UW Oshkosh’s theatre department is tackling current national issues through over-the-top humor in its upcoming production of Neil Simon’s “Laughter on the 23rd Floor,” a play centered on a team of comedy writers and their fight against censorship in the ’50s.
Based on Simon’s time as a writer for the TV sketch comedy “Your Show of Shows,” which ran in the early 1950s, “Laughter on the 23rd Floor” addresses the issues writers faced when writing satirical comedy about certain political administrations, such as former U.S. Senator and Wisconsin’s own Joe McCarthy and his large contribution to the spreading of the Red Scare.
Director Merlaine Angwall said since deciding to direct this play, it has only become increasingly relevant, as writers today are forced to do the same as those from Simon’s time, and that’s to find the delicate balance between entertaining humor and poignant observations while still remaining ethical.
“That old saying about those who do not learn from the past are doomed to repeat it applies here in that if the Trump administration wants to curtail the freedom of the press, the next thing is freedom for artists, freedom of speech, and that’s what the arts are,” Angwall said.
Along with the fight against censorship, the play talks about the dwindling appreciation of intellectual art, which Angwall said is an appropriate subject with the ongoing budget cuts many art programs face.
“This [play] has become more timely now, especially with the threats from the Trump administration to cut the funding for National Endowment for the Arts, National Endowment for the Humanities and the Corporation for Public Broadcasting,” Angwall said.
The Dean of the College of Letters and Science and actor John Koker said Simon’s humor in “Laugher on the 23rd Floor” has the right mixture of amusement and truth to make such heavy topics enjoyable to address.
“It’s funny, and funny is always relevant,” Koker said. “But there are some themes that are, I won’t say universal, but are still relevant today.”
Actor Garret Johnson said no matter how one feels about the current decisions being made in Washington, the consequences of those decisions are unavoidable.
“Politics will always have some sort of hand in the arts, whether it’s a good one or not,” Johnson said.
What is good, Angwall said, is facing these pressing dilemmas with a sense of humor.
“Good comedy stays the same,” Angwall said. “It doesn’t matter if it’s very old or very new. Good comedy is good comedy.”
Part of that comedy, actor Matthew Beecher said, is the physical humor involved in the show, which ranges from exaggerated character movement to stage combat.
“Capturing the physicality and voice of these characters has been one of the biggest hurdles but I think it will be pretty rewarding when it all comes together,” Beecher said.
With such physical demands, Johnson said establishing the trust and unity in the ensemble has played a large role in creating many of the show’s comedic moments.

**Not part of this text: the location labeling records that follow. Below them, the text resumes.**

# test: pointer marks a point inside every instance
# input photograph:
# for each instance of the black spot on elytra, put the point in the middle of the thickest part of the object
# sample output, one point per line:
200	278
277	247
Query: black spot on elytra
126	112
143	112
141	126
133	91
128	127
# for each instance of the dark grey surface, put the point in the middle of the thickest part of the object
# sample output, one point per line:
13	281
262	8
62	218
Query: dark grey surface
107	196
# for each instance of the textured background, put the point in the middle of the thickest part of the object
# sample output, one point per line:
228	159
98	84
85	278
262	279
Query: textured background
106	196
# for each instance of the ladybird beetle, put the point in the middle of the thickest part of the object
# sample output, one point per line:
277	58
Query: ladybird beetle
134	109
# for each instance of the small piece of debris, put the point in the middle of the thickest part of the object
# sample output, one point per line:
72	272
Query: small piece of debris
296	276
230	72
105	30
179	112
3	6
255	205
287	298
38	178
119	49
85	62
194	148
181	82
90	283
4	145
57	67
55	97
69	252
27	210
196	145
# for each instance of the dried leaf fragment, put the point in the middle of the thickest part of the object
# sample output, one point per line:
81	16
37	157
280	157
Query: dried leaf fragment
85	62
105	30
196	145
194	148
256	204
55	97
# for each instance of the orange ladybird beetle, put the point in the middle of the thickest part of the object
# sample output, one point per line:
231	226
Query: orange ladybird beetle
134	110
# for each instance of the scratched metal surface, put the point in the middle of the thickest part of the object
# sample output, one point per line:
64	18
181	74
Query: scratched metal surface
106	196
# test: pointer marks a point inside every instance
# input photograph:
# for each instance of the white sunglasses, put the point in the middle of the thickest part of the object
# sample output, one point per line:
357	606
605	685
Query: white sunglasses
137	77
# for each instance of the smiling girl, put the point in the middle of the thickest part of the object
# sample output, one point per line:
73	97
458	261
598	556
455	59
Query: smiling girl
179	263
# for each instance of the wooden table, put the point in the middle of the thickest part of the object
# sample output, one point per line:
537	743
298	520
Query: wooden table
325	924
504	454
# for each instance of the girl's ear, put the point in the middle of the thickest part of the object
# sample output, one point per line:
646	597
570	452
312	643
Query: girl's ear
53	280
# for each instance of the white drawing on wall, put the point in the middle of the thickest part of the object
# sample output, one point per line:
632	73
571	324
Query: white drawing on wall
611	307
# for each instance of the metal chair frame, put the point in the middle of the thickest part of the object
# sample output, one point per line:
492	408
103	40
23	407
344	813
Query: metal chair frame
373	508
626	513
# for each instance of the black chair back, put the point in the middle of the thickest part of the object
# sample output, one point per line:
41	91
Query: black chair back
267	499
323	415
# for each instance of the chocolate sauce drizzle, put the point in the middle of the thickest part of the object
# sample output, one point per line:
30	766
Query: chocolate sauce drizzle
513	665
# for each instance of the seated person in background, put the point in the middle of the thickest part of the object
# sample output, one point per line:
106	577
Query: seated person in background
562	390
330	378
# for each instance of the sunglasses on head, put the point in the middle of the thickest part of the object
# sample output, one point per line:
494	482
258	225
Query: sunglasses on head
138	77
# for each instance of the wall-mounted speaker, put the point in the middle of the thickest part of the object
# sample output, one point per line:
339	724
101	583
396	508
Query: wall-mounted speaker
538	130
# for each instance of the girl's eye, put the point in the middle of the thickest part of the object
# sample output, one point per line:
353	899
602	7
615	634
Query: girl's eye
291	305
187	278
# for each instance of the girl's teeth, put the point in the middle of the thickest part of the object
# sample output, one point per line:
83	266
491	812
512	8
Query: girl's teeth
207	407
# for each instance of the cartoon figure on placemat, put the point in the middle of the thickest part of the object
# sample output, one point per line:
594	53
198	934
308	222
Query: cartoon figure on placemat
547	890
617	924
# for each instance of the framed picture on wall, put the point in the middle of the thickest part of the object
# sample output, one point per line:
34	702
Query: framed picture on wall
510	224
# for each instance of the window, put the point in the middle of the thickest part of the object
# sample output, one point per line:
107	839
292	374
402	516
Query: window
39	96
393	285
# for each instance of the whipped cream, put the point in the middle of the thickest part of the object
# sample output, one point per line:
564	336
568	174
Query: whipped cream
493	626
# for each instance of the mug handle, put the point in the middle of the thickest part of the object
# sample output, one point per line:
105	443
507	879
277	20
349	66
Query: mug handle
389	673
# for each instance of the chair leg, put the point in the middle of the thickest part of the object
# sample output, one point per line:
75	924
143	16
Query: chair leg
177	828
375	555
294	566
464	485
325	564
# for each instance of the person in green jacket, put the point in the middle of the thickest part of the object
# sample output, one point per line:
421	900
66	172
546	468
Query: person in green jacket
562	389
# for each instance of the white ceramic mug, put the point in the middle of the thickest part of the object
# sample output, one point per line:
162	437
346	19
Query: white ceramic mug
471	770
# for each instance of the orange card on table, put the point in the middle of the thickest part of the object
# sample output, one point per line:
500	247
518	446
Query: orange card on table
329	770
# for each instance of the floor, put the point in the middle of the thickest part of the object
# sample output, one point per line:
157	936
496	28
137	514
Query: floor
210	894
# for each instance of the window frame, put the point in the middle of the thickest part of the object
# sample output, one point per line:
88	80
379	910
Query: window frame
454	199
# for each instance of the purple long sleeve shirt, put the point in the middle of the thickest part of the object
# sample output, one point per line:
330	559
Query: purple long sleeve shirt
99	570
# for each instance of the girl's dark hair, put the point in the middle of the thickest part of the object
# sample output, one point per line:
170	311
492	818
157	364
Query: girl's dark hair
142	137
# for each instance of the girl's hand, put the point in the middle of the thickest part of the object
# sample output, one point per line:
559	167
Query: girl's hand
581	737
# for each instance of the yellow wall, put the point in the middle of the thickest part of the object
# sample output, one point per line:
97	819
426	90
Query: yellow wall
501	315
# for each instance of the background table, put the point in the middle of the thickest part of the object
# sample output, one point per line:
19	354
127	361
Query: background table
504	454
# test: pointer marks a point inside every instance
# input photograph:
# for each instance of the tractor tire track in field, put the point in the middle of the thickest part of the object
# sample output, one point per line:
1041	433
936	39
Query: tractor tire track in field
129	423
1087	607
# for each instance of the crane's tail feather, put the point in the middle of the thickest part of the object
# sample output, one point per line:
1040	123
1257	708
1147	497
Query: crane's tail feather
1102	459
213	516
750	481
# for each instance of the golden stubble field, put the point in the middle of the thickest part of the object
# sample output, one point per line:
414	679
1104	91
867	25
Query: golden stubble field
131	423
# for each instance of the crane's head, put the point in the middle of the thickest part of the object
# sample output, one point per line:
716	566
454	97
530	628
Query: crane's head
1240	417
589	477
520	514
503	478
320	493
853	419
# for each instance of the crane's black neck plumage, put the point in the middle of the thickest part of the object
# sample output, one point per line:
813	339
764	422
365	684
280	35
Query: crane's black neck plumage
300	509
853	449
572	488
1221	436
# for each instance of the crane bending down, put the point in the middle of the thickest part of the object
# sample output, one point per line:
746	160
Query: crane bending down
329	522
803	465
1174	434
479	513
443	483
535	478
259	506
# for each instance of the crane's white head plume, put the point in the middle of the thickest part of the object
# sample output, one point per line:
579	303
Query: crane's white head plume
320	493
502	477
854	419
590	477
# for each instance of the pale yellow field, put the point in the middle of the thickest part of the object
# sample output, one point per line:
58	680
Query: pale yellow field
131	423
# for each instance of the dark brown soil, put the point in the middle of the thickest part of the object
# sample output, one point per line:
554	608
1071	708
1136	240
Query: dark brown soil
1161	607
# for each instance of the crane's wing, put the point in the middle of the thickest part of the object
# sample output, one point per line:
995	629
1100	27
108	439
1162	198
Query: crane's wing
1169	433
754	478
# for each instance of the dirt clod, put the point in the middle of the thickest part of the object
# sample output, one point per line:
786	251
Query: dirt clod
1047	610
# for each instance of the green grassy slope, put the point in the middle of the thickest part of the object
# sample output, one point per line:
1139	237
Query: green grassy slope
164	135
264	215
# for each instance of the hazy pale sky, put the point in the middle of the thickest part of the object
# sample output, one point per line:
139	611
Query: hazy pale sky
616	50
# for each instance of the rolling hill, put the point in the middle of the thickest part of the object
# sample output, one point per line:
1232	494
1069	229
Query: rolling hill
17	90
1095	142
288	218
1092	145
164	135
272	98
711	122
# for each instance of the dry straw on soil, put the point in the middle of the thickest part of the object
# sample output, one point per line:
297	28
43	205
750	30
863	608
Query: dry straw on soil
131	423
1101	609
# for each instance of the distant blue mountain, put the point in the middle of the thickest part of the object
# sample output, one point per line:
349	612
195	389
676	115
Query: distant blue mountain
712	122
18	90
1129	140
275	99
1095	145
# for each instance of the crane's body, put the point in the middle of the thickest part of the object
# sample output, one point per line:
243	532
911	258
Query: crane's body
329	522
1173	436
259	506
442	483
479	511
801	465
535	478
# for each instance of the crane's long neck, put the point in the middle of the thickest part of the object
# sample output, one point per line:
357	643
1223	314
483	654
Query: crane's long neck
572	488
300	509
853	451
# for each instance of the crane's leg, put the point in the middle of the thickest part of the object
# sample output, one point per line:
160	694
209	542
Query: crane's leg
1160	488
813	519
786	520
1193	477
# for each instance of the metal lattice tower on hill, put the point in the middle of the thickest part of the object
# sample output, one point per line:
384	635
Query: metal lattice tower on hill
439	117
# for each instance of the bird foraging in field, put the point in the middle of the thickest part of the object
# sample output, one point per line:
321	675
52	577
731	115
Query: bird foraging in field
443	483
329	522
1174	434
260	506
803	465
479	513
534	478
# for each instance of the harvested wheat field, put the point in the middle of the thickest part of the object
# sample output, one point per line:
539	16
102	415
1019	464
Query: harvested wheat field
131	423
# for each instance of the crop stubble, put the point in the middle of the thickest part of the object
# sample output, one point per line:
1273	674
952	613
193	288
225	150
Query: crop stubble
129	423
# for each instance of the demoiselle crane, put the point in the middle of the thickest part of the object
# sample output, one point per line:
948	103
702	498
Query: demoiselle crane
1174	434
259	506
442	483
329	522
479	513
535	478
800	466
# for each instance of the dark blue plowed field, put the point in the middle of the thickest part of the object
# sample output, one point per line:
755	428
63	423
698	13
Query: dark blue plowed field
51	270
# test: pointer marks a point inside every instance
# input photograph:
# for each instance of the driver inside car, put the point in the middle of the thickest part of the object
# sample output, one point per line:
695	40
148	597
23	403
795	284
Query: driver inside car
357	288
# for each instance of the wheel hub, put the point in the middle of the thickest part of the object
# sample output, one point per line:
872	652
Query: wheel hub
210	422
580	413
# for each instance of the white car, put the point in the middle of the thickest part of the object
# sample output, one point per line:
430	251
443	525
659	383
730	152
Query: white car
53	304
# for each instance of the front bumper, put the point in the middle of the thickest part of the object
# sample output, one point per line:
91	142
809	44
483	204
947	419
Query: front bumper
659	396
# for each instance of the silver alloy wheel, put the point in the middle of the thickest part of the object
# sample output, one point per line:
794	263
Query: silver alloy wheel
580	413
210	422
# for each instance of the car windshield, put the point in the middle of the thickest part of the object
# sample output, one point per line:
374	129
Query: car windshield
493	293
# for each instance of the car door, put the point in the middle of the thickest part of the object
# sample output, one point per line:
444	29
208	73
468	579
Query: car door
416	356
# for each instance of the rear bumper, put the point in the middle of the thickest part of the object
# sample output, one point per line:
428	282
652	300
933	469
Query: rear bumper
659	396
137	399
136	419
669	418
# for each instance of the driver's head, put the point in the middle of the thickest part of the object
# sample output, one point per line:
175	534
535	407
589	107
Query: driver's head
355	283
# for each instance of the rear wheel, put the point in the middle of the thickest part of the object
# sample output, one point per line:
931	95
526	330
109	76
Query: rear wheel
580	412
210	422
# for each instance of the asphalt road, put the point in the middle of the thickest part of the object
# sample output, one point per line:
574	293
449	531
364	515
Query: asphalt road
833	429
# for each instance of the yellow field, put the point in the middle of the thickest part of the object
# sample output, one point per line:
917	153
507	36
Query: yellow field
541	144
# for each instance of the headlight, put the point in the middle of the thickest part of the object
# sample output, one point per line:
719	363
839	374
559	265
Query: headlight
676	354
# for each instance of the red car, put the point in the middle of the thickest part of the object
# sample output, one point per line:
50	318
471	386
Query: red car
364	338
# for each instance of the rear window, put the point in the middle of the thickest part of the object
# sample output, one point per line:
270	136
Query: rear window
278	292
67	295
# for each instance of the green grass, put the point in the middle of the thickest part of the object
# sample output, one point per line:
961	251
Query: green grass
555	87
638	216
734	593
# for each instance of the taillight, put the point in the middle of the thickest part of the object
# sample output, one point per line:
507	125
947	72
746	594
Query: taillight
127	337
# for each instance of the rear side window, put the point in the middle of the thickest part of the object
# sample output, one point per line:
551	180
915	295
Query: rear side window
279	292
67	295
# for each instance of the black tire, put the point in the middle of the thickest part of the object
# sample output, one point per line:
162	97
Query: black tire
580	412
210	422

“This show has really helped me share the stage and work with other actors,” Johnson said. “I feel like we have a special cast that’s a perfect fit for this show.”
Koker said the high level of energy needed to produce the show’s physical comedy is masked by the cast’s high engery.
“I’m not as young as I used to be, but it’s been fun,” Koker said. “And it’s always the most enjoyable to work with all of these great students in this way.”
With the many different facets of “Laughter on the 23rd Floor,” Angwall said she hopes the show’s humor is funny enough to make the audience remember the important points the show makes.
“Some people will just take away the fact that [the play is] a good time and it’s fun and some people will take away the parallels with what’s going on today,” Angwall said. “Either is good, [but] hopefully both.”
“Laugher on the 23rd Floor” runs March 2-4 at 7:30 p.m. and March 5 at 2:00 p.m. in the Fredric March Theatre. Tickets are $5 with student ID.